Tuhaf değil mi, bu kadar ağır yükü taşımaya zahmet ederken onun ne olduğunu hatırlamamak?

Her yeni süreç başka bir hazırlığa yontuyor bizi. Hayatın her devresi yeni kararlara açık. Günlük hayata zaman zaman değişik renkleri de dâhil etmek istiyoruz. Yeni insanlar, mekânlar, yollar… Bu da zamanla gelenekselleşiyor. Alışkanlıklarımızı çoğaltmak alışkanlığından kurtulamıyoruz.

Tekrarlanan her devrede onları kendimizle yeniden tanıştırıyoruz. Talep ettiğimiz değişikliklerle yabancılaşmış buluyoruz kendimizi. Ve bilmiyoruz bunca kalabalıkla ne yapacağımızı.

Harekete geçmek için çetele tutmak ve yer kalmayana dek yerimizden kımıldamamak gibi miskinliklerimiz de var. Kendi kurduğumuz oyunda dahi hile yapıyoruz. Sözlerimizi tutmuyoruz. Sonra kendi sözümüzü dinlememek kızdırıyor bizi.

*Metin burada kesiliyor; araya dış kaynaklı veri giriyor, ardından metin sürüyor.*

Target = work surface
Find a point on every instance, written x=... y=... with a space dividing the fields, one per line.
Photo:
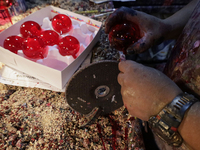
x=33 y=118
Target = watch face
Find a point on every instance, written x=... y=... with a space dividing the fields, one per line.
x=164 y=132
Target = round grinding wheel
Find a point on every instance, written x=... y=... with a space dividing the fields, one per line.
x=95 y=86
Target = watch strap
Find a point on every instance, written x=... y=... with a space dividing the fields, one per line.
x=166 y=123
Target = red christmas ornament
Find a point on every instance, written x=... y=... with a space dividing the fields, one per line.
x=35 y=48
x=50 y=37
x=4 y=5
x=123 y=35
x=69 y=45
x=61 y=23
x=13 y=43
x=30 y=29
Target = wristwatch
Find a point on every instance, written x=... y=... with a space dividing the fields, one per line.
x=165 y=124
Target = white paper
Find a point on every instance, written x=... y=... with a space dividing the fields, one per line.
x=13 y=77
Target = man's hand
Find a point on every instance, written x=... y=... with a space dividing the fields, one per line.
x=145 y=91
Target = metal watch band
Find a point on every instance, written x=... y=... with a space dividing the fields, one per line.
x=166 y=123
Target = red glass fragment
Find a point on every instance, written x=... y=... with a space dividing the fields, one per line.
x=13 y=43
x=61 y=23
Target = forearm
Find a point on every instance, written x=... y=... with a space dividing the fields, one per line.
x=178 y=20
x=190 y=127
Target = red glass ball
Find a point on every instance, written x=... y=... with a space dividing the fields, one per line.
x=30 y=29
x=35 y=48
x=50 y=37
x=13 y=43
x=123 y=35
x=5 y=3
x=68 y=45
x=61 y=23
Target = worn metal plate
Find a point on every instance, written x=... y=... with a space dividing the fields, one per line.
x=95 y=86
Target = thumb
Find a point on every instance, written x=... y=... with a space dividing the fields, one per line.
x=140 y=46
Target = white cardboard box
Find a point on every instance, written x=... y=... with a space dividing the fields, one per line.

Şehirli ahalinin iç çatışmaları kırsaldakilerden çok daha fazla. Düzeni sallantıda. Etrafı hep biçimlendirilmiş bir âleme açılırken tabiatına uzaklaşıyor. Bu çatışmalarda zafer de var yenilgi de.

Dünyevi amaçlar gelişim heveslerimizi, kendi gözümüzdeki itibarımızı azaltabiliyor. Bir işi yapma isteğimizle, onu yapmaya gücümüzün olup olmadığı sorgusu arasında kalmak da var hırslanmaktan vazgeçmek de…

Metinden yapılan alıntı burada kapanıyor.